Лида показала дом Андрею. В трех комнатах хлопотали Лидины родственники, люди, с которыми Андрей никогда не был хорошо знаком. Какую-то мебель Андрей узнал; узнал ковер из душанбинской квартиры, который лежал там на полу в гостиной, в зале, как там говорили, а здесь был прибит к стене. Скрипели дощатые полы. Трюмо и телевизор были накрыты простынями. На круглом столике горели свечи, отражаясь в маленьких иконках, в том числе в любимой Костиной — Николая Угодника. Гроб, огромный и кособокий, с какими-то хлипкими, как показалось Андрею, боковинами, стоял на двух длинных лавках.
Громадным и простодушным лежал в гробу Константин. Его лицо, непривычно распухшее, продолжало сохранять знакомую иронию. К ней примешивались предсмертное мучение и прощение. Кто-то сказал: «Не дождался братишку. Так ждал. Никого не хотел признавать. Только брата ждал глазами». Лида добавила: «Только вчера в девять вечера скончался. Уже ничего не говорил, ни с кем не попрощался». — «А чего прощаться? Подумал, наверно, на том свете свидимся. Чего лишние слова говорить?» — «Да не мог уже совсем говорить», — уточнила Лида. «Разбросало родню в разные стороны. Вон как братья далеко друг от друга живут».
В доме нестерпимо пахло совсем не смертью брата, а простым разложением.
Андрею стало легче, не так муторно, когда он дал денег на похоронные расходы Лиде, кажется, уже ожидавшей от Андрея этой помощи с некоторым нетерпением (надо было заплатить за продукты и водку на поминки) и, кажется, рассчитывавшей на большую сумму. Андрей вышел с матерью из комнаты во двор, сливающийся с невнятной степью, дышащей в звездное широкое небо.
Под навесом с мутной лампочкой Андрей выпил с друзьями брата, испытывая вместе с ними уважение к хорошему и веселому человеку.

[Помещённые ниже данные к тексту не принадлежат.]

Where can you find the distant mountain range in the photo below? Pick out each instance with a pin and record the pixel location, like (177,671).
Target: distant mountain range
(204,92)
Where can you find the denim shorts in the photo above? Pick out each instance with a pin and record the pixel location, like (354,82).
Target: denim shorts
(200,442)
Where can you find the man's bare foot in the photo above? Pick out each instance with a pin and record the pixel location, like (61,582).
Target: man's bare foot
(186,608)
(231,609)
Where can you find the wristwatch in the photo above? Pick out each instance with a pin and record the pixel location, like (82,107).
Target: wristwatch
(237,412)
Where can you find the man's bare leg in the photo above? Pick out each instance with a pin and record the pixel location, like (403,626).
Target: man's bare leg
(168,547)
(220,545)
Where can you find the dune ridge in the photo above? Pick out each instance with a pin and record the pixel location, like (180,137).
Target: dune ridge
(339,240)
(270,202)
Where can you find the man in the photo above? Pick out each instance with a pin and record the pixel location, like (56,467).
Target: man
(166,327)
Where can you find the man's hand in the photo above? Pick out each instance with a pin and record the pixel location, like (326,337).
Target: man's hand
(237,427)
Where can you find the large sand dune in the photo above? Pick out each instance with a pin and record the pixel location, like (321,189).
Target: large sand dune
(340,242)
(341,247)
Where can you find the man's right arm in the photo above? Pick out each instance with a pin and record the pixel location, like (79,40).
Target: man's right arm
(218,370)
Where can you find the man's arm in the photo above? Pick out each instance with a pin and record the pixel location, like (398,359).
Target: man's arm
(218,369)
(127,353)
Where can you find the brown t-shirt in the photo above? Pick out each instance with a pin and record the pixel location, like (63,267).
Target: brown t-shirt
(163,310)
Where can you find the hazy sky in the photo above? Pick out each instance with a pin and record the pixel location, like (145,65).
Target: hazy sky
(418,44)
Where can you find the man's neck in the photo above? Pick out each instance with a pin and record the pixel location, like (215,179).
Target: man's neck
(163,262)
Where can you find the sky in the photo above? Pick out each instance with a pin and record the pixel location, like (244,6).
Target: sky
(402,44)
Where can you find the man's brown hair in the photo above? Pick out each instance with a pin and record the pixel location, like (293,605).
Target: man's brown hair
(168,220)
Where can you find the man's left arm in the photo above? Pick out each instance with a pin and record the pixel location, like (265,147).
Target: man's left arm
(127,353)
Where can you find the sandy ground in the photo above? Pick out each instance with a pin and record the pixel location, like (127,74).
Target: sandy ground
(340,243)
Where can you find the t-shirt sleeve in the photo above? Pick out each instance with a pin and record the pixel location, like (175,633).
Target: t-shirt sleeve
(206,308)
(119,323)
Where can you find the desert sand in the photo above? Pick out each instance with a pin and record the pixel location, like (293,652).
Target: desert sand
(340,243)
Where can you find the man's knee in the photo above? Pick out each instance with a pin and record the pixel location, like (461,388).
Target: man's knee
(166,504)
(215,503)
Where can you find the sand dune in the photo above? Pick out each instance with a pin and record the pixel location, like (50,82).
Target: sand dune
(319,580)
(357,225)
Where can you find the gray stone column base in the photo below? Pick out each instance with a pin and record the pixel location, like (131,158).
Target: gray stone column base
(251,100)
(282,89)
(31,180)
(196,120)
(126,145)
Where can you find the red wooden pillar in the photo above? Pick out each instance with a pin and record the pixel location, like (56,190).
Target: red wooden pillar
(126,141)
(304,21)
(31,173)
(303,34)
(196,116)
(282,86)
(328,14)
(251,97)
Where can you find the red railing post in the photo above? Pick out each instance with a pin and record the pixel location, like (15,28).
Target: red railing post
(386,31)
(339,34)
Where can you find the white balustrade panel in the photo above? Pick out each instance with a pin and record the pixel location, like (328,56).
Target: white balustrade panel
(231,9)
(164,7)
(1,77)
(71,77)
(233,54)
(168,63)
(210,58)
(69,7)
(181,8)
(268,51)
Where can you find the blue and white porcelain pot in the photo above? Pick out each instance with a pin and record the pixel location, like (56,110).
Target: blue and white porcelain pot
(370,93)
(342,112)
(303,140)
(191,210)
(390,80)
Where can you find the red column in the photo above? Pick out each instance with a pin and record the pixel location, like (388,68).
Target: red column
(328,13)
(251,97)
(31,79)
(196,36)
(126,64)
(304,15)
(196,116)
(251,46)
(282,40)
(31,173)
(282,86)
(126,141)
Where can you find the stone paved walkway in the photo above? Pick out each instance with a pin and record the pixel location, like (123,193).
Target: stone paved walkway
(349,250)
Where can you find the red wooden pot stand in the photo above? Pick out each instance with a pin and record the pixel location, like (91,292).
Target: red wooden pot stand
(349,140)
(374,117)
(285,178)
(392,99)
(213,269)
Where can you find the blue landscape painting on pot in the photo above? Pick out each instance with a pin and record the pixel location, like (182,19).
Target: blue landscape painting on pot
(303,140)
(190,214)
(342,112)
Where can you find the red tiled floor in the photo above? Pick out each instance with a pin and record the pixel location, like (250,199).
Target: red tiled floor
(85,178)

Ренат рассказал, что Константин болел недолго, по крайней мере на виду у других. Смерть не хотел признавать, улыбался лукаво ей, как будто водил ее за нос. Он ведь был таким стойким, терпеливым, гордым. В больнице диагноз написали: «Отек легкого». Забирайте, говорят. Да разве они там лечат, в этой своей избушке на курьих ножках? Поверил, что умирает, когда увидел свои распухшие ноги, даже прослезился чуть-чуть. Смотрел с такой обидой и пощадой: вот вы остаетесь, а я умираю. Потом все равно улыбнулся, как будто что-то про нас смешное вспомнил, и так с этой последней шуткой и умер. Что он про нас такое смешное унес, только догадываться остается, но что-то очень смешное, просто уморительное, а смысл, мол, на том свете узнаете.
Ренат стал человеком рассудительным, и теперь, кажется, к нему перейдет Константиново первенство, но это уже будет лидерство иного рода — подражательное, сноровистое, с новыми, осоловелыми хохмами.
Рыжий Миша, стеснительный мученик, вышедший недавно на волю с абсолютно голым черепом, примостился, как всегда, на корточках в сторонке. Он пытался разглядеть в Андрее черты Константина. Но, может быть, только в голосе Андрея, не в тембре, а в манере говорить слаженно и точно, угадывалась частичка живого Константина, все остальное в Андрее было неизвестным, особенно его задумчивость, не говоря уже о хорошей одежде и очках.
Младший брат Рената, Фарид, зябнувший и потиравший пальцем свои странно щеголеватые усики, поправил брата, когда тот сообщил Андрею, что Оскар, самый бескорыстный и доверенный друг Константина, на похороны приехать не смог, потому что теперь живет в Германии, в Гамбурге. «В Висбадене», — уточнил Фарид. «Да, Оскар теперь такой буржуй стал, посмотришь потом у Лиды фотографии. Отъелся, не пьет, получает солидную пенсию за отца-эсэсовца. Константин спас Оскара от психушки. Присылает посылки. Дубленку прислал. Звал Константина приехать. Куда из этой дыры? Тут половина наших без российского гражданства, на скотских правах. Многие уже обратно в Душанбе пакуются: там хоть квартиры остались, топчаны родные во дворах, дувалы, самбусса. А здесь? Ни работы, ни хаты, и местные злые, как собаки. Да у нас даже собаки добрее, чем вот эти братья Катасоновы. Тоже мне, русские». Ренат повернул голову к соседнему дому и длительно посмотрел в темень, утяжеленную огромной стеной, черным светящимся скатом крыши и каким-то плотным, спекшимся строем косматых, коренастых деревьев.